Does he do any clubs in the evenings? Try Air Cadets my DD does Air Cadets and loves it. Maybe he needs a bit more going on in his life now he is getting older. Our Cadets is Tuesday/Thursday 7.15 - 9.30. DD goes just one night because she does so many other clubs. You can go one night or two.

Cheeeeislifenow · 12/02/2019 09:52

It sounds. Like 9pm is too early and he isn't tired enough going to bed.

WellVersedInEtiquette · 12/02/2019 11:01

Have you checked his phone? Could he be worried about you seeing a message pop up?
My dd is 12 and asleep by 9 every night. She's up at half six for school. Any later and she struggles to get going.
She listens to a meditation track before she goes to sleep which helps her.

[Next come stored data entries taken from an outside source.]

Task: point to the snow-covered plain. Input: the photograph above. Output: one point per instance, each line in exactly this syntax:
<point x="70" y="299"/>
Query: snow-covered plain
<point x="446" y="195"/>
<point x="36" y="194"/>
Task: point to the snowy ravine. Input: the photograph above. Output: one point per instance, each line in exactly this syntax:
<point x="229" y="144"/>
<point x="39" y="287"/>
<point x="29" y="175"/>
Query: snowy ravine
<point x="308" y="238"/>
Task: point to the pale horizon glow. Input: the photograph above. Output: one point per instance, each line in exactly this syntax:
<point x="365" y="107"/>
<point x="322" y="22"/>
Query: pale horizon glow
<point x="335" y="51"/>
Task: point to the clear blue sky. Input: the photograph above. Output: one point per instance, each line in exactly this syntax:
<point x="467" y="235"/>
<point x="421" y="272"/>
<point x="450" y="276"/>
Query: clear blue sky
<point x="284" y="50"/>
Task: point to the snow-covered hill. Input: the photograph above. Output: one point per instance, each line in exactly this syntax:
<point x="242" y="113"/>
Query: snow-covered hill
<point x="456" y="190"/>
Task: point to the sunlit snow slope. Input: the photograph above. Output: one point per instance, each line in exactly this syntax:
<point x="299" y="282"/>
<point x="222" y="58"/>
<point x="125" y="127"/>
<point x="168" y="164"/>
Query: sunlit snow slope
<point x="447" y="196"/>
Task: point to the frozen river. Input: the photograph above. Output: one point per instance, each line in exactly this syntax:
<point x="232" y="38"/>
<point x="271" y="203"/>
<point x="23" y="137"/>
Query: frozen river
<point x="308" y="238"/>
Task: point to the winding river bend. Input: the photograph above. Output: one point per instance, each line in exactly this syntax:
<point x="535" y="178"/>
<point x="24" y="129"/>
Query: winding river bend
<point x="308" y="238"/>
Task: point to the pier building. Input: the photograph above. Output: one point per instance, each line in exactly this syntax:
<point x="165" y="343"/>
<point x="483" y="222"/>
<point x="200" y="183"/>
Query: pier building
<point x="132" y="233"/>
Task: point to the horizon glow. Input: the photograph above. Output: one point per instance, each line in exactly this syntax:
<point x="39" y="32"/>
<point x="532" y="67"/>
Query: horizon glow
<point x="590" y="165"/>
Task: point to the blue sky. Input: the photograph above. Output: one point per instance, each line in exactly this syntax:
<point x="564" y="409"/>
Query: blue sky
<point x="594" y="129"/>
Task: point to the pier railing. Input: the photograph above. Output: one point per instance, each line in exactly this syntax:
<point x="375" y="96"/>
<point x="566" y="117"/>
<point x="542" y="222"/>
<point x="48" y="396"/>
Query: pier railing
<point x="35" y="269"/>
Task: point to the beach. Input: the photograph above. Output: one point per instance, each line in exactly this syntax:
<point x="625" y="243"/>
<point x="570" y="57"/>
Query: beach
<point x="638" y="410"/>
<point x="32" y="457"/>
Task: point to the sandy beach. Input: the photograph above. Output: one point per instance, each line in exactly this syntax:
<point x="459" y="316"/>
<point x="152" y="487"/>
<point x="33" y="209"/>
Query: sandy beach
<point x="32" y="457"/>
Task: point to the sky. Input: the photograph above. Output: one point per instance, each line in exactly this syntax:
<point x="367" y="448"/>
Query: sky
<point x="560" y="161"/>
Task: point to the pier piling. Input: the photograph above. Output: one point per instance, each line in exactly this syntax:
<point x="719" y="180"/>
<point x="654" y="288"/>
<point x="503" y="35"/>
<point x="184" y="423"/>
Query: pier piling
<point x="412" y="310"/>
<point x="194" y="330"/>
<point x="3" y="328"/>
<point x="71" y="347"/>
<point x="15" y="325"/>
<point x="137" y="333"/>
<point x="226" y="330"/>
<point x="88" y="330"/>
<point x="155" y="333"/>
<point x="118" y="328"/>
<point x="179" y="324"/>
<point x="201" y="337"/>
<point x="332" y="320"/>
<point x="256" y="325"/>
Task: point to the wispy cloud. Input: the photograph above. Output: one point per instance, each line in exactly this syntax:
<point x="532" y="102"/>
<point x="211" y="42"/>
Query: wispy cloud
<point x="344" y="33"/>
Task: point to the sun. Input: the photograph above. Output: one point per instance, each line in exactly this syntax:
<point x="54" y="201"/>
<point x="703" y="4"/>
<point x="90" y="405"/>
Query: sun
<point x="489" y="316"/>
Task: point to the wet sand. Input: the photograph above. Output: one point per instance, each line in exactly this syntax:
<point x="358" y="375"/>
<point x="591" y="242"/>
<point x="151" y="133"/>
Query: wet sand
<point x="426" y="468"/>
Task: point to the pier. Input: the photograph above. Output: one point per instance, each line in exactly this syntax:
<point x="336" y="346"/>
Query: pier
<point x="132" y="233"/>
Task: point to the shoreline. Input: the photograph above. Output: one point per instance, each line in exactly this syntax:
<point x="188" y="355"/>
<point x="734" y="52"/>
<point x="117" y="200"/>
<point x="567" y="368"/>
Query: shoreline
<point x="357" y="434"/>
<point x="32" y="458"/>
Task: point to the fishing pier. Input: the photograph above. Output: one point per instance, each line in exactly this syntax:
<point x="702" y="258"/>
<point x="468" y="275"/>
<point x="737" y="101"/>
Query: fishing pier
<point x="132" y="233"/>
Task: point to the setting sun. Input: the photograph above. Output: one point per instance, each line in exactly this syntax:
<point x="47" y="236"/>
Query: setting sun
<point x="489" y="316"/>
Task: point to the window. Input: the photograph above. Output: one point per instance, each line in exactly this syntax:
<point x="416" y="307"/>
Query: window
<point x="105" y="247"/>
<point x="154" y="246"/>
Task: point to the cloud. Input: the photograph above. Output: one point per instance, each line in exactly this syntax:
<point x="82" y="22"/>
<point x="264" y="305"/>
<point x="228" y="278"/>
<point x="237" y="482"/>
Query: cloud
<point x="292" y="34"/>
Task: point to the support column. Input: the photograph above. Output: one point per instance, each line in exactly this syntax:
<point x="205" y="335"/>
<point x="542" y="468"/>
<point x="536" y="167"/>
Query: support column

Springwalk · 12/02/2019 12:20

I am genuinely surprised to read that some pp are happy to let their children aged 12/13 stay up to 10pm, and watch programmes after the watershed with them.
Why?
There is no way I would want my dc watching what we do after 9pm. We don’t always watch TV either. We could be having dinner and talking, or booking a holiday etc. Most of the TV after 9 is totally inappropriate. I can only think of a few exceptions such as cold feet etc. So no, dd isn’t welcome to watch adult TV. We have family tv time at the weekend aimed at children.

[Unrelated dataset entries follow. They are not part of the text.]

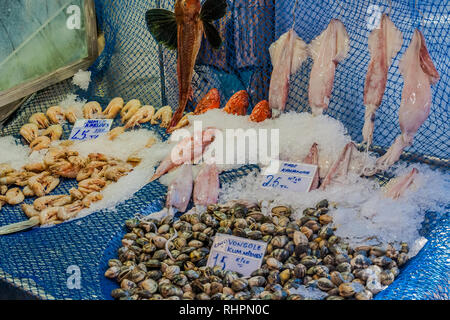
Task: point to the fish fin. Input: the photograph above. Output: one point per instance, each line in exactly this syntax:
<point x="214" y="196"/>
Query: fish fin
<point x="300" y="53"/>
<point x="163" y="26"/>
<point x="425" y="61"/>
<point x="394" y="39"/>
<point x="213" y="10"/>
<point x="276" y="47"/>
<point x="175" y="119"/>
<point x="342" y="41"/>
<point x="314" y="46"/>
<point x="212" y="34"/>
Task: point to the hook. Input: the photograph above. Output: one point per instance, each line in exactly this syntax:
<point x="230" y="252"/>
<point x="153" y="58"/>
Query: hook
<point x="293" y="13"/>
<point x="423" y="17"/>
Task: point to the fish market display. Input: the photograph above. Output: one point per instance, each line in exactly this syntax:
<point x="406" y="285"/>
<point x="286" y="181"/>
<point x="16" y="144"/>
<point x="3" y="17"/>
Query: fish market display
<point x="287" y="55"/>
<point x="210" y="101"/>
<point x="183" y="30"/>
<point x="97" y="165"/>
<point x="327" y="50"/>
<point x="166" y="258"/>
<point x="419" y="74"/>
<point x="384" y="43"/>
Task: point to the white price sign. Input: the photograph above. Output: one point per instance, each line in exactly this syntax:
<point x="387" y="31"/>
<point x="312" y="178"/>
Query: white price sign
<point x="87" y="129"/>
<point x="236" y="254"/>
<point x="291" y="176"/>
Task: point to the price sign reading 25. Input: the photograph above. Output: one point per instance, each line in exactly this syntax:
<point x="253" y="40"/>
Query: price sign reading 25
<point x="87" y="129"/>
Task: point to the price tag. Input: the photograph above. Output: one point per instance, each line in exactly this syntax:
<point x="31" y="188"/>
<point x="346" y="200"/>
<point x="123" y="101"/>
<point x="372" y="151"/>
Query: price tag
<point x="296" y="177"/>
<point x="87" y="129"/>
<point x="236" y="254"/>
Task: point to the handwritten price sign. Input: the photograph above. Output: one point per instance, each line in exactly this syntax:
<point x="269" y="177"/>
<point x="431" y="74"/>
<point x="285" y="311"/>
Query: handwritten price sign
<point x="236" y="254"/>
<point x="291" y="176"/>
<point x="87" y="129"/>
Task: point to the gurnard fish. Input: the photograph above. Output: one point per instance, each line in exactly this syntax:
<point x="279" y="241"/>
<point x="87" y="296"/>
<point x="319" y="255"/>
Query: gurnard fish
<point x="384" y="44"/>
<point x="180" y="190"/>
<point x="287" y="55"/>
<point x="187" y="150"/>
<point x="397" y="186"/>
<point x="419" y="73"/>
<point x="327" y="50"/>
<point x="313" y="158"/>
<point x="211" y="100"/>
<point x="206" y="186"/>
<point x="183" y="30"/>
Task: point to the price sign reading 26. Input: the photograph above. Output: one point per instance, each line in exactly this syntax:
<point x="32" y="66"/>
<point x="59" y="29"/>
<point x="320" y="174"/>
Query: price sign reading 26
<point x="291" y="177"/>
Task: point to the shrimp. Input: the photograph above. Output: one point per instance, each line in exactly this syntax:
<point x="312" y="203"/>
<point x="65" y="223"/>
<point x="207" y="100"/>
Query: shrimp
<point x="90" y="185"/>
<point x="165" y="114"/>
<point x="70" y="210"/>
<point x="92" y="110"/>
<point x="35" y="167"/>
<point x="55" y="114"/>
<point x="43" y="183"/>
<point x="113" y="108"/>
<point x="40" y="120"/>
<point x="29" y="210"/>
<point x="54" y="132"/>
<point x="144" y="114"/>
<point x="114" y="173"/>
<point x="130" y="109"/>
<point x="13" y="196"/>
<point x="5" y="169"/>
<point x="91" y="197"/>
<point x="40" y="143"/>
<point x="29" y="131"/>
<point x="48" y="215"/>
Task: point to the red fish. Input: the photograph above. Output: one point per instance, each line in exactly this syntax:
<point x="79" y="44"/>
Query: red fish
<point x="237" y="104"/>
<point x="211" y="100"/>
<point x="183" y="30"/>
<point x="384" y="44"/>
<point x="261" y="111"/>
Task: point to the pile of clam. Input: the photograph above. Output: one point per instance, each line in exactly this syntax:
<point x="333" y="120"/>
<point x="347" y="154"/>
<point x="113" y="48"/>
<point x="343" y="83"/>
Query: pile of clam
<point x="167" y="259"/>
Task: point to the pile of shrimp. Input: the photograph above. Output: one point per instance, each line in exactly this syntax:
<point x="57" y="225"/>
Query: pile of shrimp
<point x="44" y="128"/>
<point x="93" y="173"/>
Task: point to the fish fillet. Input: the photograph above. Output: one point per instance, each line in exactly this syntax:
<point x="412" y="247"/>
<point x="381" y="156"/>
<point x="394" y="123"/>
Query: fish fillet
<point x="287" y="55"/>
<point x="384" y="44"/>
<point x="419" y="73"/>
<point x="327" y="50"/>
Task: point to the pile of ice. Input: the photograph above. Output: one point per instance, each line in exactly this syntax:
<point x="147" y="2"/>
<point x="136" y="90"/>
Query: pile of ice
<point x="363" y="214"/>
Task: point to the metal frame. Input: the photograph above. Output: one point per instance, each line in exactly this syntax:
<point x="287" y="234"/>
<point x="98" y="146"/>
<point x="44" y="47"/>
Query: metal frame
<point x="22" y="90"/>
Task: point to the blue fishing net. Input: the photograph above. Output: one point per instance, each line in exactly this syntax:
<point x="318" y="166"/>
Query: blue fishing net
<point x="133" y="65"/>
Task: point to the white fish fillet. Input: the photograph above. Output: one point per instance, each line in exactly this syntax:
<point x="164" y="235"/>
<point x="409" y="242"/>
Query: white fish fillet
<point x="327" y="50"/>
<point x="384" y="44"/>
<point x="287" y="55"/>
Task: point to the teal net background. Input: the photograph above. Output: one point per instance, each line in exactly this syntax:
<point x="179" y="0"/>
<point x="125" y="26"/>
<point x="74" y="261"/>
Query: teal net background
<point x="133" y="65"/>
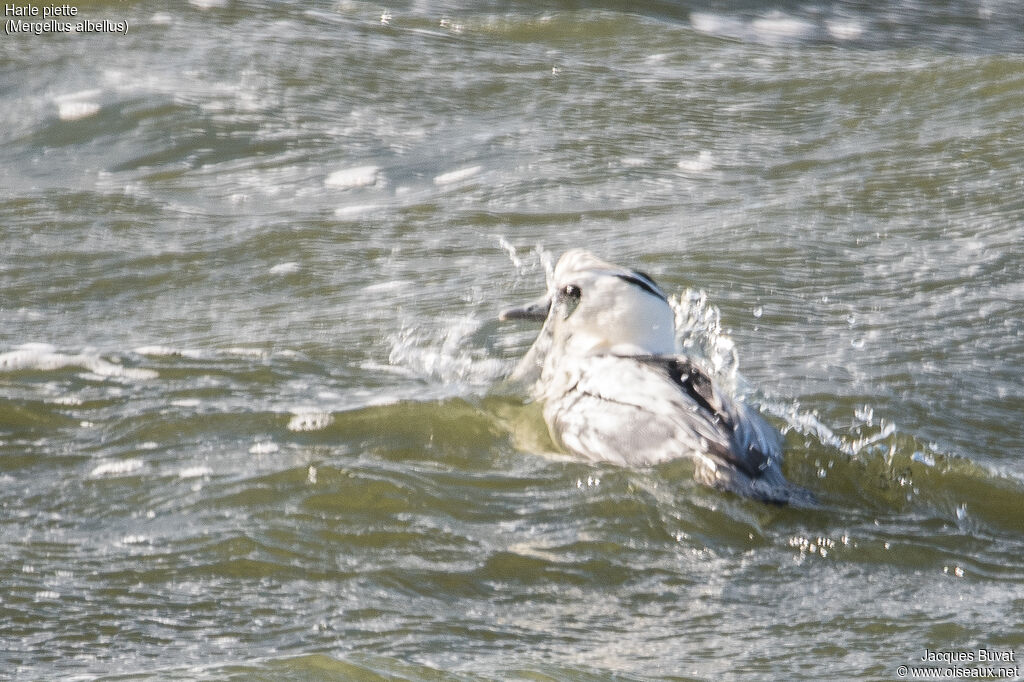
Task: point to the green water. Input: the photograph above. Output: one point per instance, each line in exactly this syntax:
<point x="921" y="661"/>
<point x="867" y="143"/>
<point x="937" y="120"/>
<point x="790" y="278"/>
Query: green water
<point x="253" y="423"/>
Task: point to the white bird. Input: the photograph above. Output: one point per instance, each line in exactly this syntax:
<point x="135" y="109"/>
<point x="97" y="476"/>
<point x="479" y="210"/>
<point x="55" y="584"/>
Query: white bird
<point x="614" y="390"/>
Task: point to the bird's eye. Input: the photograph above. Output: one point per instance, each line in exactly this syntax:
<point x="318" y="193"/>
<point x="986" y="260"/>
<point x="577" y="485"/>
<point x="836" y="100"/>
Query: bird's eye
<point x="568" y="299"/>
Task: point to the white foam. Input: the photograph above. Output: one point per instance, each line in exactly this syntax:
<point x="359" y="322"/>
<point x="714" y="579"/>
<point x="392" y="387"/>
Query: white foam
<point x="195" y="472"/>
<point x="264" y="448"/>
<point x="359" y="176"/>
<point x="44" y="358"/>
<point x="285" y="268"/>
<point x="458" y="175"/>
<point x="309" y="420"/>
<point x="702" y="163"/>
<point x="158" y="350"/>
<point x="845" y="30"/>
<point x="348" y="211"/>
<point x="74" y="111"/>
<point x="117" y="468"/>
<point x="716" y="25"/>
<point x="778" y="27"/>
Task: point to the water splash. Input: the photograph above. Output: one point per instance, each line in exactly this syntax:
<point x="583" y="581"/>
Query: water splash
<point x="446" y="355"/>
<point x="699" y="335"/>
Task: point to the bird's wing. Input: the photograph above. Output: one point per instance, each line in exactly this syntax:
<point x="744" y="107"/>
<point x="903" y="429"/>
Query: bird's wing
<point x="646" y="409"/>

Secondly the dc must be very tired the next day. Well rested children do well academically and socially.

I also think being hugged, kissed, sharing a bed time chat and connecting with your child, as you tuck them in is one of the greatest pleasures in life. My teens love that time with me, it is often the time they confide in me about their worries.

Staying connected to your child is paramount during the teen years. Of course it takes effort to haul your backside up to their room, and depends if the child is welcoming of your presence. Assuming they are, it can prove to be a very good use of your time.

adaline · 12/02/2019 12:31

I am genuinely surprised to read that some pp are happy to let their children aged 12/13 stay up to 10pm, and watch programmes after the watershed with them.

Firstly, staying up until 10pm at 13 years old is hardly abnormal or weird. When I was that age I don't know anyone who went to bed before then unless they had ridiculously early starts.

Secondly - what is unsuitable about programmes like Great British Bake Off, Masterchef, Have I Got News for You - all of which are on at 9pm or later? Or what about programmes like Friends which are often on late on Comedy Central? Or maybe people watch box sets or catch up programmes or films?

We're no longer restricted to having to watch programmes live you know!

Tinty · 12/02/2019 12:51

My DD stays up later, combination of clubs and homework. She is fine and doing well at school.

She still gets 8 - 9 hours most nights.

I used to read till 11.00 ish when I was her age and get up at 7.00, I just didn’t need that much sleep and still don’t.

Not all DC are the same.

SaturdayNext · 12/02/2019 13:44

Most of the TV after 9 is totally inappropriate.

What on earth are you watching, Springwalk? There's masses of stuff that's on after 9 that is completely appropriate; nor, indeed, does a 13 year old really need to be sheltered even from the occasional depiction of violence - after all, they're covering topics like wars and the holocaust at school. If a child of that age goes to bed at 10 and is up around 7-8, that's plenty of sleep.

FluffyMunchkin · 12/02/2019 14:16

I used to lay in bed worrying about death, terrorism, murder and kidnappings between the ages of 11-14. Rarely fell asleep before 1am, and not for lack of trying. Turns out, I have GAD and it was undiagnosed until I was 18.

If he's worrying, don't assume it's school stuff and normal teen stuff. Life and world talks will help to figure things out.